Caro Anabattista, guardi che lei non ha capito. Le riviste “eccellenti” di cui si lamenta l’assenza in classe A, come dice il collega Manzoli, e come ribadito nei commenti qui sopra, sono riviste che compaiono nel database Cineca e nel listone delle “riviste scientifiche” dell’Area 10, ovvero sono riviste su cui hanno scritto alcuni docenti italiani di quel settore che hanno diligentemente compilato le schede delle proprie pubblicazioni sul sito docente ecc. Quindi giustamente ci si domanda come mai non non siano state incluse in classe A, dove se ne trovano numerose altre (italiane e straniere) di minor prestigio internazionale.
Caro Guido Abbattista, mi scusi se ho sbagliato il suo cognome. Me ne sono accorta solo adesso.
consiglio di andare a vedere come è stato fatto il journal ranking ERA 2012. Poi, fare il raffronto con ANVUR.
p.s. le riviste ERA sono scientifiche per tutti. Come è ovvio che sia.
http://www.arc.gov.au/era/era_2012/era_2012.htm
questo è il punto però. E’ la lista fatta dall’Anvur che fa schifo o è tutto il sistema liste che va buttato a mare? Purtroppo i fautori della seconda possibilità approfittano della prima (su cui concordiamo tutti) per portare avanti tesi volte alla conservazione del potere a prescindere da ogni valutazione.
V.
“E’ la lista fatta dall’Anvur che fa schifo o è tutto il sistema liste che va buttato a mare? ”
I problemi strutturali dei “journal rankings” sono noti e studiati. Il sistema delle liste è stato usato in Australia e poi ripudiato. Il Direttore del REF britannico ha gongolato (“noi in UK avevamo capito che era una fesseria, ma voi australiani ci siete cascati lo stesso”):
David Sweeney: “… we are very clear that we do not use our journal impact factors as a proxy measure for assessing quality. Our assessment panels are banned from so doing. That is not a contentious issue at all. […] I think we were very interested to see that in Australia, where they conceived an exercise that was heavily dependent on journal rankings, after carrying out the first exercise, they decided that alternative ways of assessing quality, other than journal rankings, were desirable in what is a very major change for them, which leaves them far more aligned with the way we do things in this country”
(Audizione alla Camera dei Comuni, http://www.publications.parliament.uk/pa/cm201012/cmselect/cmsctech/uc856-iv/uc85601.htm)
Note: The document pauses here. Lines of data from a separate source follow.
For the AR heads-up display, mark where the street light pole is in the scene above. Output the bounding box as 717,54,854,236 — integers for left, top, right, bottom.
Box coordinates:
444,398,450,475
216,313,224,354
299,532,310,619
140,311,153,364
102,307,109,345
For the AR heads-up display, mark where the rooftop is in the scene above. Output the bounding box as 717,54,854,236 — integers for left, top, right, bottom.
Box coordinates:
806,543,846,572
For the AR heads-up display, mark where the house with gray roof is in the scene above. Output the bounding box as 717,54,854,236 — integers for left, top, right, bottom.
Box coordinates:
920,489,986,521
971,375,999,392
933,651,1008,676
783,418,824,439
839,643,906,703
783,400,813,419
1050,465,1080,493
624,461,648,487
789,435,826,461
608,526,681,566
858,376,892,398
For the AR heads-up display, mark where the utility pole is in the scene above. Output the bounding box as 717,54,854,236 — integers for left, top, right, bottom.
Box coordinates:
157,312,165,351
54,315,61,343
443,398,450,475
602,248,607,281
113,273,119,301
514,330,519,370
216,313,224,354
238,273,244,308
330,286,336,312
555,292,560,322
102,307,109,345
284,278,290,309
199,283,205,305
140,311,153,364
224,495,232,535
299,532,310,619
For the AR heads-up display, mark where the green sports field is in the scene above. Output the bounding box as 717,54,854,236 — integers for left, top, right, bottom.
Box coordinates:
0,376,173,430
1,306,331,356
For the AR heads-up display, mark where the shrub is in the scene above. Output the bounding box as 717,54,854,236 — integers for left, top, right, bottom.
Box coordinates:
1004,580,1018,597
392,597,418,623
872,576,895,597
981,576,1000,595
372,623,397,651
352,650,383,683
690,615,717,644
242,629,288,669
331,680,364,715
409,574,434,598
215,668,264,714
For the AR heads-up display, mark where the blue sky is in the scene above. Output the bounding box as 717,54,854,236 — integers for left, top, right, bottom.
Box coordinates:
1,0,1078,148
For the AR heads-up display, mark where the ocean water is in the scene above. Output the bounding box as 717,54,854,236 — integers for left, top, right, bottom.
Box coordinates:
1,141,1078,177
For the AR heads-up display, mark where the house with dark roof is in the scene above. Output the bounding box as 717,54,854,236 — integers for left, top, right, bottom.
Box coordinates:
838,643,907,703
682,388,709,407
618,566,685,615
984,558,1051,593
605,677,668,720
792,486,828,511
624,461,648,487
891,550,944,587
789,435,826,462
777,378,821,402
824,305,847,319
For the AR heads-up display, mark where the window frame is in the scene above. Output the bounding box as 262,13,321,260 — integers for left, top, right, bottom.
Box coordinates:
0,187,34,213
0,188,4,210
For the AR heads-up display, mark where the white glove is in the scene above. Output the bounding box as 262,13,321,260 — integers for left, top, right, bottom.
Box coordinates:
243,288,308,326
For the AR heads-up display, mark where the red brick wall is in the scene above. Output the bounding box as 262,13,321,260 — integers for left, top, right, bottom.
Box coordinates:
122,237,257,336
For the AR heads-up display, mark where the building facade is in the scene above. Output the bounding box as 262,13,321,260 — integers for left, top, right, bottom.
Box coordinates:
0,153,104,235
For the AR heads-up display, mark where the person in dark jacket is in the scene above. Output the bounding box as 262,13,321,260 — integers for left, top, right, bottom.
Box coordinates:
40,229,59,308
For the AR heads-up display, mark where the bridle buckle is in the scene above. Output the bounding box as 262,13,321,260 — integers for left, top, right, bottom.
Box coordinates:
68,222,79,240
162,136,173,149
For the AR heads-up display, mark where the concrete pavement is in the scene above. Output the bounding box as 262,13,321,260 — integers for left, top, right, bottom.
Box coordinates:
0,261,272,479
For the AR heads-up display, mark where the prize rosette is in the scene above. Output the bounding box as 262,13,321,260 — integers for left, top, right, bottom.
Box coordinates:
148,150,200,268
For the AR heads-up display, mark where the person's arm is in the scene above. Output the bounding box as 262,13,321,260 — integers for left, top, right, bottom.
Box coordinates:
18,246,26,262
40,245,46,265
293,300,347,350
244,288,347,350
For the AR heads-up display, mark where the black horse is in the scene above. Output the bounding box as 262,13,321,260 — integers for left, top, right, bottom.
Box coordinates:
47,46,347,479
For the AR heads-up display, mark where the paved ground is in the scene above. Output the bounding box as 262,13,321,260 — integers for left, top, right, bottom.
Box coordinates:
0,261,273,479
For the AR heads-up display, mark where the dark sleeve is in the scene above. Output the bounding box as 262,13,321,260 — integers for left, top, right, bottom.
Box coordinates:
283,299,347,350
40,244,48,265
L’anomalia non è chi vuole buttare a mare l’uso *automatico* della bibliometria che internazionalmente non ha credito. L’anomalia è imporli facendo credere che altrove siano la norma.
Quando poi viene dimostrato che altrove si fa diversamente subentra l’argomento dell’olio di ricino: è vero che sono strumenti che nessuno usa in questo modo, ma l’accademia italiana è completamente allo sfascio scientifico e morale e si è meritata l’olio di ricino.
Quando poi si mostra che proprio i dati bibliometrici smentiscono lo sfascio scientifico, rimane sempre l’argomento morale: anche se non è vero che produciamo poco e male a livello scientifico ci sono stati tanti concorsi truccati e allora è giusto bere l’olio di ricino. Io sono onesto ma i colleghi degli altri laboratori/dipartimenti/facoltà/atenei sono dei farabutti e le cose andranno meglio solo dopo che avranno scolato le loro bottiglie di olio di ricino. Magari, non è nemmeno vero che le cose andranno meglio, ma almeno gli sarà venuto il mal di pancia che, farabutti quali sono, se lo sono meritato.
Credo che ci sia anche un problema psicologico. C’è un irrefrenabile pulsione al cilicio o all’olio di ricino e di fronte alle pulsioni gli argomenti razionali stentano ad imporsi.
Preciso: in Australia hanno buttato via le classifiche delle riviste usata nel 2010 per la valutazione complessiva. Ma non hanno rinunciato ad una lista delle riviste scientifiche.
eccola. http://www.arc.gov.au/era/era_2012/era_journal_list.htm
Consiglio scorrere per 30 secondi il file excel http://www.arc.gov.au/xls/era12/ERA2012JournalList.xls
Poi di aprire uno ad uno i files pdf protetti e senza issn dell’ANVUR.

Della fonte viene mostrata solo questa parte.